14 January 2008
It's midterm week so my planned posting will have to wait. Until then, I thought I'd put this photo up. It was taken hiking down from a peak this August, just outside of Aspen; I had gotten tired of the sweeping landscapes (doesn't take long) and started getting down on my hands and knees. This was one of those photos that seemed interesting at the time, and I still like the wood grain and the edges of the outer layer of bark flowing in over an old wound. Compositionally it's not much to speak of but it struck me just this evening that the very same phenomenon I have repeatedly noticed in silhouetted trees was present here. Being from the plains, it's common to see large, isolated oaks or elms black against the winter sky, and without any leaves on it's much easier to see the tree's skeletal structure.

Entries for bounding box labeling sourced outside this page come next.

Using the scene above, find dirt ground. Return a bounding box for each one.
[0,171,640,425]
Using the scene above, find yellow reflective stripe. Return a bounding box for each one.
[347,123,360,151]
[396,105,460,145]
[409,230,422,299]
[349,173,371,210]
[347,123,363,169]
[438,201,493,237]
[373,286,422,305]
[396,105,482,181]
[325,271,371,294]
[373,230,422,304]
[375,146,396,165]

Ever since I looked at a live chicken embryo under a microscope, the obvious similarities to microscopic vein structure in the macroscopic branching of trees has captivated me ever since.
What is so fascinating about this photo is that if you have ever looked at an alpine lake from 30,000 feet, you have seen basically the same thing as what you see here; only now, it is carved by the very tree itself into its own flesh on a thousandth of the scale.
Though the tree/blood vessel similarity is more clearly an example of one physical law at work on vastly different scales, and this is more of a coincidence than anything, nonetheless it is a marvelous phenomenon.